Le risque que l'eco CEDEAO ne soit qu'un avatar du naira, la monnaie nigériane, est d'autant plus élevé que le Nigeria plaide pour un abandon de la parité à taux fixe avec l'euro, au profit du recours à un panier de monnaies. Concrètement, une telle opération aurait pour effet d'accroître l'instabilité monétaire de la zone – je pense notamment aux pays en situation de conflit comme le Mali ou le Burkina Faso.
Si le débat sur une monnaie unique est légitime et nécessaire afin d'accélérer l'intégration régionale, il ne saurait se suffire à lui-même. En effet, la mise en commun de la monnaie ne se fera qu'à condition que des relations commerciales se nouent au sein de la zone.

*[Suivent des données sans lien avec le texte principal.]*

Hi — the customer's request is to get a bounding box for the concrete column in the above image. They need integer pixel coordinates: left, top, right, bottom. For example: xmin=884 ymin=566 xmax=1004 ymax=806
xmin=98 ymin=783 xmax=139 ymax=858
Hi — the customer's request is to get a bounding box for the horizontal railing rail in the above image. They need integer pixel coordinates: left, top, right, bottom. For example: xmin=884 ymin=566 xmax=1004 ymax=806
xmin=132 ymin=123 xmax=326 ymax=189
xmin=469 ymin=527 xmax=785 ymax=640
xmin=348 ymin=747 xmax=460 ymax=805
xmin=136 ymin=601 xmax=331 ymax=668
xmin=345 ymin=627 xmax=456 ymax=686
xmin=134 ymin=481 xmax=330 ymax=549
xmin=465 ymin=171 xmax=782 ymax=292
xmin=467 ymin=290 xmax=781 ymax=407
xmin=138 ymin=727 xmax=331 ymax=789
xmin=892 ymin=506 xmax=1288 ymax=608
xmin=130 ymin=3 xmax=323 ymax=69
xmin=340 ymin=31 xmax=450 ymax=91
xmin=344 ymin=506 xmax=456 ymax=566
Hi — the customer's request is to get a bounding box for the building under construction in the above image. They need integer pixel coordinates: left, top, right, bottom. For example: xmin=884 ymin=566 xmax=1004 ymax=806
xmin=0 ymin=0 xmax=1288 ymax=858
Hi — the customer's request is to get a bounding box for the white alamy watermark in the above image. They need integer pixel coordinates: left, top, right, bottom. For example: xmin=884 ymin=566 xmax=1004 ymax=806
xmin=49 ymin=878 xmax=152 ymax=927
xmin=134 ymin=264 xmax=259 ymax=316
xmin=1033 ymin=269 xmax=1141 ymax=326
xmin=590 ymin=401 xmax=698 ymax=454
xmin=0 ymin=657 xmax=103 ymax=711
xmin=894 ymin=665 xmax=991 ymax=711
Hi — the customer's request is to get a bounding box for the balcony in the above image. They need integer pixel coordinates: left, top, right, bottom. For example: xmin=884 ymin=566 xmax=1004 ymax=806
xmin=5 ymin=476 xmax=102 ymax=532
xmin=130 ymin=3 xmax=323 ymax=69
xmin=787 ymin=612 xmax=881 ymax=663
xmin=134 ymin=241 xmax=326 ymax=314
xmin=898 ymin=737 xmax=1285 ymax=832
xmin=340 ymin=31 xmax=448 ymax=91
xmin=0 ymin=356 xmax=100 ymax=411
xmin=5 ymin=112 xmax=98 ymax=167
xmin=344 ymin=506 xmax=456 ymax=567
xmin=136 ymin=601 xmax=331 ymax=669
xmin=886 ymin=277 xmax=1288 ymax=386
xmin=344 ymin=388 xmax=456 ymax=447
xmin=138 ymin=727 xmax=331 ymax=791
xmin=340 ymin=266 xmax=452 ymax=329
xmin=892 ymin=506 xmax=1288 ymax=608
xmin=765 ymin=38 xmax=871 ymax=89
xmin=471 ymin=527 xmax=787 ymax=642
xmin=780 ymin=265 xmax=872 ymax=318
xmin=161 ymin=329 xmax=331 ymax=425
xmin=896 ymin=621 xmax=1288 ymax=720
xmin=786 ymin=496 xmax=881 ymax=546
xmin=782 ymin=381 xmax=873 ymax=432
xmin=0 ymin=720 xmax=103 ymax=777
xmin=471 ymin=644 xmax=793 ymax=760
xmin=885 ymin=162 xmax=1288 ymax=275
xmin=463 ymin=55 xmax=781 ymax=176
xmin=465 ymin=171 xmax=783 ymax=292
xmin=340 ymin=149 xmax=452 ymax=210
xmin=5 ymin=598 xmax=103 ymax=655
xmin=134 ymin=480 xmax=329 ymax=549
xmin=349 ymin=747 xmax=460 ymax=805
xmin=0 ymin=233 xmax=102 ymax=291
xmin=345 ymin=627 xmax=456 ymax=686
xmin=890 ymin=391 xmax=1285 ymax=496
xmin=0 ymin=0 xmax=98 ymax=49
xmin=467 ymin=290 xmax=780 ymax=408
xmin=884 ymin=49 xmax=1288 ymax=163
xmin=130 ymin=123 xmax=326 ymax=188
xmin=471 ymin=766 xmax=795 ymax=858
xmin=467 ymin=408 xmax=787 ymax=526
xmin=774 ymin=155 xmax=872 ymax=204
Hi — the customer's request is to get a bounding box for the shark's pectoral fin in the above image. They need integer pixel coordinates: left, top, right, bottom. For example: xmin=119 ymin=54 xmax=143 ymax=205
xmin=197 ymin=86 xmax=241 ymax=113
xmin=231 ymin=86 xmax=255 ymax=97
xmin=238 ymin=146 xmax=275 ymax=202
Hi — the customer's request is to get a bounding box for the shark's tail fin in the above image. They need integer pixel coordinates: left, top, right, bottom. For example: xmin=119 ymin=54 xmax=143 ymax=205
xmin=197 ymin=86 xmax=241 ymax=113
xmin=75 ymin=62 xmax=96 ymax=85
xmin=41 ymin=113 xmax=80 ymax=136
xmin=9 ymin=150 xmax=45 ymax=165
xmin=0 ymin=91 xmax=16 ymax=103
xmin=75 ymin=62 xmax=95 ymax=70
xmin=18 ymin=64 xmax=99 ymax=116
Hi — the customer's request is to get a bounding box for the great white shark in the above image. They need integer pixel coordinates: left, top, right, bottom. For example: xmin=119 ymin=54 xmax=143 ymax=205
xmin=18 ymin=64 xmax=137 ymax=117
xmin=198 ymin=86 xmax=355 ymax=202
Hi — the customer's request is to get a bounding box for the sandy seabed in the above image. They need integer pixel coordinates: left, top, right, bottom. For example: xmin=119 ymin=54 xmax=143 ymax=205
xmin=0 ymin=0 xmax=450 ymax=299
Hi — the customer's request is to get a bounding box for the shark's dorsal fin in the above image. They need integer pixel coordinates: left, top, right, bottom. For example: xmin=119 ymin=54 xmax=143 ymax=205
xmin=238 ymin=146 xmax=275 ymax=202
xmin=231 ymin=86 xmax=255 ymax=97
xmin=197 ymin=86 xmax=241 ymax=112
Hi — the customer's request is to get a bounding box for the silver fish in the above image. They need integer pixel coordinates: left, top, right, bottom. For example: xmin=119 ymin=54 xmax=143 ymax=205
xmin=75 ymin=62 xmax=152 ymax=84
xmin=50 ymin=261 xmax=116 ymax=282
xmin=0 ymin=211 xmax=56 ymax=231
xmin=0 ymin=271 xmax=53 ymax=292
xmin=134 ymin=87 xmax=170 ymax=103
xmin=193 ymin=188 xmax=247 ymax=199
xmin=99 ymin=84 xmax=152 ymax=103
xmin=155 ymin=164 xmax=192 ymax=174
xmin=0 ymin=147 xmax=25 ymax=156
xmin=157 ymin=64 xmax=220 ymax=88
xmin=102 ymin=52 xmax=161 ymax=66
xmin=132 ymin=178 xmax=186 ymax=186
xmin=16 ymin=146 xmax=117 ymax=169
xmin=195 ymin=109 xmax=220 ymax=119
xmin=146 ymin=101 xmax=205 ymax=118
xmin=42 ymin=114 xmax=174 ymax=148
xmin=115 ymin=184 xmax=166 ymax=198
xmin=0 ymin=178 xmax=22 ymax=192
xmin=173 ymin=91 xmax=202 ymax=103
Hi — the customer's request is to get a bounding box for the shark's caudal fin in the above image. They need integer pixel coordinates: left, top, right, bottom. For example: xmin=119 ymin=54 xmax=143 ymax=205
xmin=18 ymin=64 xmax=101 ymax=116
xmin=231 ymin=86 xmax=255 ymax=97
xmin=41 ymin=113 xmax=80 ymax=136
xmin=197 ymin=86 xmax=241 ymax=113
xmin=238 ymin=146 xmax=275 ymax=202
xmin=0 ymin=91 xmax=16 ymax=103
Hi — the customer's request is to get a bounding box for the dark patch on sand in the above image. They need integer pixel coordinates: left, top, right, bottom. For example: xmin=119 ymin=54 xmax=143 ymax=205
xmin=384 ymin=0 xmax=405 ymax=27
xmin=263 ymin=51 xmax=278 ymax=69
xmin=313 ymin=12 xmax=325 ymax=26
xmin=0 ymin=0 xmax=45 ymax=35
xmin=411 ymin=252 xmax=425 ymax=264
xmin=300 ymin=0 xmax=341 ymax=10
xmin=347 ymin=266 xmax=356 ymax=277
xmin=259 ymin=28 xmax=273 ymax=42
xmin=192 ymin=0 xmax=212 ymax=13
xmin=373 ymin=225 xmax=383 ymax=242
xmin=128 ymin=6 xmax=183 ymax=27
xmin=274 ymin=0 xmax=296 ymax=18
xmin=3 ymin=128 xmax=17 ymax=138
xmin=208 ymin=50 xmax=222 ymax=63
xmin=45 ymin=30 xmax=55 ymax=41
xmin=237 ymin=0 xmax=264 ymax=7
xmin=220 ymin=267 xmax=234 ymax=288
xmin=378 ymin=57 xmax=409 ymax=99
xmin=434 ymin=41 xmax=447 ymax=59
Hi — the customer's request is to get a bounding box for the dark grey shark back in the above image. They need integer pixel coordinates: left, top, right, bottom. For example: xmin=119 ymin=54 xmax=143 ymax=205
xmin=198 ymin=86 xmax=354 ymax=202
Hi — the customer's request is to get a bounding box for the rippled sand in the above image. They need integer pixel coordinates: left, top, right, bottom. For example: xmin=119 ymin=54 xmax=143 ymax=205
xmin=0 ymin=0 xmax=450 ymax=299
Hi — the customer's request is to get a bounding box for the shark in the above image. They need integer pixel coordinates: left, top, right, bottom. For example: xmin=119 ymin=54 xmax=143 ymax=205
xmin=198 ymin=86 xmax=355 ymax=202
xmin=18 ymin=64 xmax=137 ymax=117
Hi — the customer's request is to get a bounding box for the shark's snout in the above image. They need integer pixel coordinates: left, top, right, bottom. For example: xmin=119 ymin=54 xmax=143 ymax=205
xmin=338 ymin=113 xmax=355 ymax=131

Or le taux d'intégration en la matière n'est que de l'ordre de 15 % pour la région, contre 60 % pour l'Union européenne, et le développement d'une industrie de transformation des matières premières reste hétérogène.
Si des économies importatrices et reposant principalement sur l'activité touristique, comme le Sénégal, peuvent se satisfaire d'une monnaie forte, tel n'est pas le cas de pays dont l'économie dépend de matières premières, comme la Côte d'Ivoire, pourvoyeuse de cacao, dont la compétitivité repose sur une monnaie faible. La convergence des économies de la zone constitue un préalable indispensable à la mise en commun de la monnaie. L'instauration de critères macro-économiques portant sur le déficit public, l'inflation ou encore la dette apparaît incontournable.
Ainsi, le succès de cette réforme dépendra des choix politiques cruciaux qui seront effectués par les seuls responsables des États. Néanmoins, et afin de garantir leur acceptation par les parties prenantes, il est indispensable de faire précéder cette décision de consultations et d'échanges associant les agents économiques, les intellectuels et les opinions publiques.